German consumers stocked up on heating oil in the first week of February as prices fell.
Traded heating oil volumes reported to Argus jumped by almost a third on the week, and prices fell by almost €2/100l on average nationwide between 3 February and 6 February.
Many consumers had held off from buying in the week before to see if prices would drop, traders said. Consumers were further spurred on by a drop in temperatures after a relatively mild January.
Privately owned heating oil tanks nationwide reached their lowest level since the beginning of July on 6 February at just over 52pc, Argus MDX data show. Industrial diesel tanks were lower in January than in the previous five years.
Diesel demand is still low, traders said. In the first six weeks of 2025, diesel volumes reported to Argus dropped marginally and imports have remained largely unprofitable. Production cuts in southern Germany have yet to lead to any significant product shortages, with domestic supply sufficient to cover demand.
Both the Bayernoil consortium's 215,000 b/d Vohburg-Neustadt refinery in Bavaria and the Miro joint venture's 310,000 b/d Karlsruhe refinery continue to produce at reduced levels. They shut down portions of their production within days of each other because of technical problems.
Production at Karlsruhe is not expected to return to normal levels until the beginning of March, a departure from the original schedule which saw production increase again in mid-February.
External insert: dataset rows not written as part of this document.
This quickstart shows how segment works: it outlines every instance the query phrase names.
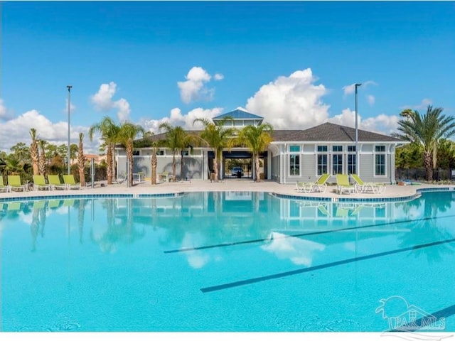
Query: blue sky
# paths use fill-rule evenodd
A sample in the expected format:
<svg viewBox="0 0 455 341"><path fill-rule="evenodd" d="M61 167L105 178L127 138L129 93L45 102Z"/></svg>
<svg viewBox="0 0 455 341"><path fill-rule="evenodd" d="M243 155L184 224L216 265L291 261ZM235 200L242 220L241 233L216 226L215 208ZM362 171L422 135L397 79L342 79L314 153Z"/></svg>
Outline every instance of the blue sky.
<svg viewBox="0 0 455 341"><path fill-rule="evenodd" d="M390 134L406 107L455 114L455 3L1 3L0 149L105 115L156 131L237 107L275 129ZM85 144L97 151L99 141Z"/></svg>

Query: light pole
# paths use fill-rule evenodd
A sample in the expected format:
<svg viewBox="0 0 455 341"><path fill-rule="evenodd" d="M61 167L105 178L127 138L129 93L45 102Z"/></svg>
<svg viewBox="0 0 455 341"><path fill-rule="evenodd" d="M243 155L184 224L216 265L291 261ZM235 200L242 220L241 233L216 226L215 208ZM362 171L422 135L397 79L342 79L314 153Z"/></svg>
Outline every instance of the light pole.
<svg viewBox="0 0 455 341"><path fill-rule="evenodd" d="M70 116L71 114L71 88L73 85L67 85L66 87L68 88L68 175L70 173L70 157L71 156L70 153Z"/></svg>
<svg viewBox="0 0 455 341"><path fill-rule="evenodd" d="M358 171L358 165L360 164L358 160L358 127L357 123L357 88L362 85L362 83L355 83L354 85L355 87L355 173L358 175L360 175Z"/></svg>

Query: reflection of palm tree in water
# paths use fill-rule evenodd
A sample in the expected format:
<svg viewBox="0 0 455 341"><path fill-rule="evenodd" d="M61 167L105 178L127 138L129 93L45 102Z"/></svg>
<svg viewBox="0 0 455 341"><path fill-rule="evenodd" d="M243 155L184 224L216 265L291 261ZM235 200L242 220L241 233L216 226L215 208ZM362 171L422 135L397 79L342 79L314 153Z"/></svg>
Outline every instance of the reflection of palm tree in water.
<svg viewBox="0 0 455 341"><path fill-rule="evenodd" d="M46 207L33 207L32 211L31 224L30 232L31 234L31 251L36 251L36 239L41 232L41 237L44 237L44 227L46 226Z"/></svg>
<svg viewBox="0 0 455 341"><path fill-rule="evenodd" d="M119 224L116 224L116 213L118 210L113 199L105 200L107 229L99 239L95 239L93 233L91 238L101 247L104 252L115 251L118 244L132 244L136 240L144 237L145 230L137 231L134 229L133 221L132 202L131 199L127 200L127 216L120 216Z"/></svg>
<svg viewBox="0 0 455 341"><path fill-rule="evenodd" d="M77 226L79 227L79 242L82 244L82 235L84 232L84 216L85 214L85 199L80 199L77 210Z"/></svg>
<svg viewBox="0 0 455 341"><path fill-rule="evenodd" d="M451 207L451 200L446 200L444 198L445 195L441 195L441 194L443 193L425 193L424 196L414 200L417 202L414 204L417 207L421 206L423 201L424 217L423 219L416 222L412 227L410 232L402 234L400 247L409 247L412 245L454 238L454 236L445 229L445 227L447 225L441 224L444 222L449 222L450 218L441 220L437 219L438 213L445 212ZM451 244L444 244L434 247L416 249L412 254L416 258L424 255L429 263L434 263L441 261L444 254L453 251L454 248Z"/></svg>

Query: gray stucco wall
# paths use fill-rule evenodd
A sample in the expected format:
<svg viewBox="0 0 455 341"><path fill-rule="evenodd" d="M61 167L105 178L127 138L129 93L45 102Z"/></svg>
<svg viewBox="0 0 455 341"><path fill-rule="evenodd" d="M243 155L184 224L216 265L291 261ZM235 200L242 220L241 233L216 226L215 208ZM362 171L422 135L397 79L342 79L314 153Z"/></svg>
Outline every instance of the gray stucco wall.
<svg viewBox="0 0 455 341"><path fill-rule="evenodd" d="M142 172L146 178L151 177L151 156L134 156L133 173ZM201 179L203 158L201 157L183 156L183 176L181 176L181 158L176 158L176 175L178 178ZM156 173L165 171L172 173L172 156L158 156L156 158ZM119 157L117 163L119 176L127 173L127 158Z"/></svg>

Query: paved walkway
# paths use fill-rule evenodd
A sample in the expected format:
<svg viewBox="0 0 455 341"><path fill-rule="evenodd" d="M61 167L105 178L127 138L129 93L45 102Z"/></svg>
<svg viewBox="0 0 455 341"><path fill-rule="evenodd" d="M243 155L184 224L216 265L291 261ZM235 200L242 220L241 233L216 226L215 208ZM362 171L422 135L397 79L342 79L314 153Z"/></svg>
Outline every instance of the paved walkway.
<svg viewBox="0 0 455 341"><path fill-rule="evenodd" d="M105 187L97 185L95 188L87 188L83 190L29 190L25 193L12 192L0 193L0 200L2 197L24 197L36 195L57 195L59 194L144 194L144 193L177 193L182 192L204 192L204 191L258 191L272 192L278 194L311 197L407 197L416 193L416 190L425 188L450 188L455 190L454 185L388 185L385 192L381 195L370 193L355 193L339 195L335 193L335 186L328 185L323 193L304 193L296 190L295 183L279 184L274 181L265 180L255 183L251 179L225 179L220 182L210 182L208 180L194 180L180 181L176 183L161 183L151 185L150 183L141 183L132 187L127 187L126 183L122 184L112 184Z"/></svg>

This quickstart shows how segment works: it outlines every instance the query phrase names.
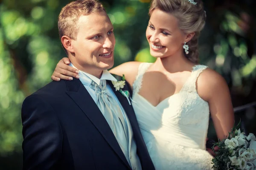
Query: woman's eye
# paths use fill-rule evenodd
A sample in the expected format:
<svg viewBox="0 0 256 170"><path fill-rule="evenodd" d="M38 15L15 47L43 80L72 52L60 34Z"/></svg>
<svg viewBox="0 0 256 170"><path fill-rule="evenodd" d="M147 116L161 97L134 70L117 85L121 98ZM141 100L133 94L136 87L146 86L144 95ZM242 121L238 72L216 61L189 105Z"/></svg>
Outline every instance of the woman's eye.
<svg viewBox="0 0 256 170"><path fill-rule="evenodd" d="M164 35L169 35L169 34L168 34L168 33L166 33L166 32L165 32L165 31L163 31L163 32L162 32L162 33Z"/></svg>
<svg viewBox="0 0 256 170"><path fill-rule="evenodd" d="M113 31L110 31L108 32L108 35L111 35L113 33Z"/></svg>
<svg viewBox="0 0 256 170"><path fill-rule="evenodd" d="M150 28L151 29L154 29L154 27L152 26L149 26L148 27Z"/></svg>

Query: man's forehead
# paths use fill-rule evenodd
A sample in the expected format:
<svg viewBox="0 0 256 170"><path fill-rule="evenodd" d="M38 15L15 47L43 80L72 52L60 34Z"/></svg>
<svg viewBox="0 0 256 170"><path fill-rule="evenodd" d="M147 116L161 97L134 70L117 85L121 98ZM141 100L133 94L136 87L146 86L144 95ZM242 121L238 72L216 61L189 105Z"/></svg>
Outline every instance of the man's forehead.
<svg viewBox="0 0 256 170"><path fill-rule="evenodd" d="M101 30L111 29L111 27L113 27L108 16L103 12L81 15L79 19L78 24L80 28L83 28L87 29Z"/></svg>

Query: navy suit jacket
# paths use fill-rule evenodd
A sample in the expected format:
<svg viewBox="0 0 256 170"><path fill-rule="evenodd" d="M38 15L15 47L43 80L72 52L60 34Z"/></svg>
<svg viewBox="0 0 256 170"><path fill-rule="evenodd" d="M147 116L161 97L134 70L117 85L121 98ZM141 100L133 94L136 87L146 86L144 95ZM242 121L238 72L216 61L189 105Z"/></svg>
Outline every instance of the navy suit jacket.
<svg viewBox="0 0 256 170"><path fill-rule="evenodd" d="M108 83L130 120L143 169L154 170L132 107ZM52 82L29 96L21 116L23 170L131 170L79 79Z"/></svg>

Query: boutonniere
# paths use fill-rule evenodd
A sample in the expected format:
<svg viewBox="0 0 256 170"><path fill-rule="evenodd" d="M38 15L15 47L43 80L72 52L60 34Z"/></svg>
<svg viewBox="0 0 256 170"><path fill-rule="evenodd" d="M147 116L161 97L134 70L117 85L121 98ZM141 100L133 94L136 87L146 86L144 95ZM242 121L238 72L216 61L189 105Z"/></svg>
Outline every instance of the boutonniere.
<svg viewBox="0 0 256 170"><path fill-rule="evenodd" d="M125 85L125 75L123 74L122 77L122 80L119 81L111 81L111 82L116 89L116 91L118 91L123 96L126 97L129 102L129 105L131 105L131 104L129 99L129 98L130 97L129 91L122 90L123 88Z"/></svg>

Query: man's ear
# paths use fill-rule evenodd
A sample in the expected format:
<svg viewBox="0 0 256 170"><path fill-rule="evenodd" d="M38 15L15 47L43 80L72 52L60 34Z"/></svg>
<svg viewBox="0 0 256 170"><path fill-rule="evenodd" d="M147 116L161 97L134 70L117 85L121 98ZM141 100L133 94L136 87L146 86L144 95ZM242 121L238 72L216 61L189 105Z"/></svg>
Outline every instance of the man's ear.
<svg viewBox="0 0 256 170"><path fill-rule="evenodd" d="M61 43L63 45L63 46L67 51L70 52L71 53L73 53L74 49L72 46L72 44L71 43L72 39L66 36L63 36L61 37Z"/></svg>
<svg viewBox="0 0 256 170"><path fill-rule="evenodd" d="M189 42L190 40L191 40L192 38L193 38L194 36L195 36L195 32L192 32L192 33L188 34L186 35L186 38L185 39L184 42L187 43L188 42Z"/></svg>

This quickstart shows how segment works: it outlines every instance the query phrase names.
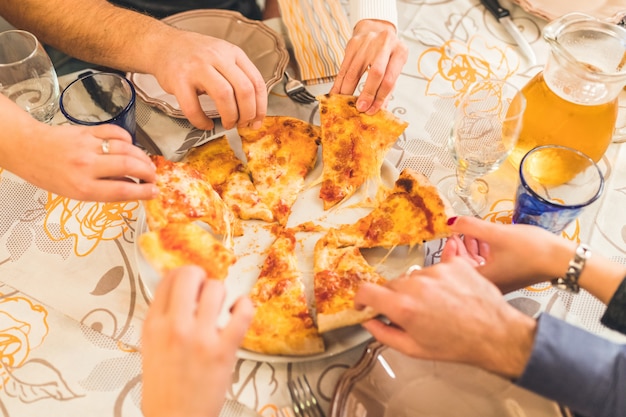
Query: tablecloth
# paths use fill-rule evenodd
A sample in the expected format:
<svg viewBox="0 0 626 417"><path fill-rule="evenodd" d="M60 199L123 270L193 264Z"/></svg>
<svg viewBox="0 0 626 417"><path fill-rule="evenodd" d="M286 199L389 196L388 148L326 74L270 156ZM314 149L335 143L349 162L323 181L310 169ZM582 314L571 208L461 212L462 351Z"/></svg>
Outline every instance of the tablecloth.
<svg viewBox="0 0 626 417"><path fill-rule="evenodd" d="M345 2L343 2L345 5ZM515 44L477 0L399 1L399 31L409 59L388 109L409 127L387 155L398 170L412 167L434 184L454 177L446 141L454 101L477 77L495 75L523 85L541 69L527 67ZM510 5L538 62L547 47L545 22ZM61 79L67 84L75 77ZM316 94L331 84L312 85ZM359 88L361 88L359 86ZM315 104L289 100L276 86L269 113L318 122ZM137 121L177 159L216 132L198 131L139 102ZM65 123L57 115L55 123ZM218 126L219 131L219 126ZM35 138L36 139L36 138ZM601 161L603 197L566 230L595 251L626 264L626 148L613 144ZM510 220L515 170L504 164L483 180L489 206L478 216ZM141 416L140 332L149 307L135 262L139 202L84 203L34 187L0 169L0 413L3 416ZM427 245L436 262L441 242ZM565 295L538 285L507 295L519 309L539 311L615 340L599 324L603 306L587 293ZM364 344L341 354L297 363L239 360L228 396L277 415L290 404L287 381L306 374L325 408L343 372Z"/></svg>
Overall production is due to remain reduced in March even with the increase in Karlsruhe, however. The 125,000 b/d Vohburg site of the Vohburg-Neustadt refinery will be taken offline entirely for maintenance works, along with several units in the 90,000 b/d Neustadt site, which has yet to resume production after a fire on 17 January.
OMV plans to take its 77,000 b/d Burghausen refinery in Bavaria offline for maintenance works at the end of March.
The first of two permanent production cuts scheduled for 2025 will take place in March, when Shell will cease crude distillation at the Wesseling site of its 334,000 b/d Rhineland refinery complex. The second permanent cut is due for the end of the year at BP's 258,000 b/d Gelsenkirchen refinery in west Germany. BP said on 6 February it is seeking a buyer for the refinery, and said it will go ahead with the planned reduction in crude capacity nonetheless.